マヨネーズの油分が卵のたんぱく質をコーティングし、硬くなりすぎるのを防いでくれるためです。
- 卵1個に片栗粉小さじ1/4〜1/2(水溶きにして加える)
- だし:卵は1:4程度を目安に、水分を控えめにする
- お酢小さじ1/2程度で静菌効果をプラス
- マヨネーズ大さじ1(卵2〜3個分)でふんわり感をキープ
中心までしっかり加熱する
食中毒の原因になりやすいサルモネラ属菌などは、加熱によって死滅させることができます。
厚生労働省の大量調理施設衛生管理マニュアルでは、食品の中心部が75℃で1分間以上になるよう加熱することが基準とされています。
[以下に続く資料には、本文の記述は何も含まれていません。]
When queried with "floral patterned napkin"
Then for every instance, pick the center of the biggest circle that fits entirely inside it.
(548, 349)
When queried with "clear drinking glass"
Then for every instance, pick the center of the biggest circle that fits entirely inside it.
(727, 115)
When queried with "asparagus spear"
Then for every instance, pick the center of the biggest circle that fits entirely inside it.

だし巻き卵を焼くときは、半熟部分が残らないように、菜箸でしっかり押さえながら焼き色をつけていきましょう。
焼きムラがあると、そこだけ火の通りが甘くなることがあるので、卵焼き器全体を均一に熱するのもポイントです。
詰め方と冷まし方のコツ
安全に作れたら、次は詰め方です。
だし巻き卵をお弁当箱に入れる直前に、キッチンペーパーで表面の水分を軽く押さえます
温かいまま蓋をすると蒸気がこもり、菌が増えやすい環境になります。バットに広げるなどしてしっかり冷ましてから詰めましょう
細菌が増えやすいのは20〜50℃の温度帯です。保冷剤を使ってこの温度帯を早く通過させます
あら熱取りを速くしたいなら、パナソニック うま冷えプレート(NY-PC1)はこちらから買えます。冷凍庫で冷やしておいたプレートにお弁当をのせるだけで、自然に冷ますより早く粗熱が取れます。
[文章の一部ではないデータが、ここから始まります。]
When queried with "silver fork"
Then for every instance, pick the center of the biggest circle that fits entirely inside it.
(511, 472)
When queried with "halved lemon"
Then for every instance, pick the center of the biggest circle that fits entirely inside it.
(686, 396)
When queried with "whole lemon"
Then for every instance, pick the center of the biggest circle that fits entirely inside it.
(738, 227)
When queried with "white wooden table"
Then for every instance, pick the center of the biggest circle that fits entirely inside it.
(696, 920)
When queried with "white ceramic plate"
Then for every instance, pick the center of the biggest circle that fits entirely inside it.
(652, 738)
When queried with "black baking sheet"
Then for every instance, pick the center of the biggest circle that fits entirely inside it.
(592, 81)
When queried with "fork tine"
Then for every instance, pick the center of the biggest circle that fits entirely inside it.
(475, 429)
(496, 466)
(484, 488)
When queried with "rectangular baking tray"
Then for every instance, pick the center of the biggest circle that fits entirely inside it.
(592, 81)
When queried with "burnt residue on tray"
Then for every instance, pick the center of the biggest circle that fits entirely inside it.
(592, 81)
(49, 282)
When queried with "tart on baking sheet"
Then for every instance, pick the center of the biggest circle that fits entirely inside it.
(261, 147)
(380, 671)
お弁当の傷みが気になる季節は、銀イオンAgのお弁当抗菌シートを1枚のせておくだけでも安心感が違いますよ。
彩りもプラスしたいなら「バラ卵」
余裕があれば、薄く焼いた卵焼きをくるくると巻いて花びらのように見立てる「バラ卵」も人気の飾り方です。
小さく巻いてお弁当の隙間に添えるだけで、彩りがぐっと華やかになります。
作り方に特別な道具は不要で、薄焼き卵を作れれば挑戦できます。
よくある質問
まとめ
- だし巻き卵はお弁当に入れてOK。ポイントは水分対策と中心までの加熱
- 片栗粉・お酢・低水分配合・マヨネーズで、傷みにくく冷めてもおいしい黄金比に
- 中心部75℃で1分以上を目安に、半熟部分を残さず加熱する
- 詰める前に水分を拭き取り、保冷剤で20〜50℃の温度帯を早く通過させる
水分対策と加熱、この2つを押さえれば、だし巻き卵は夏場でも安心して持たせられるおかずです。
まずは片栗粉を少し加えるところから試してみてください。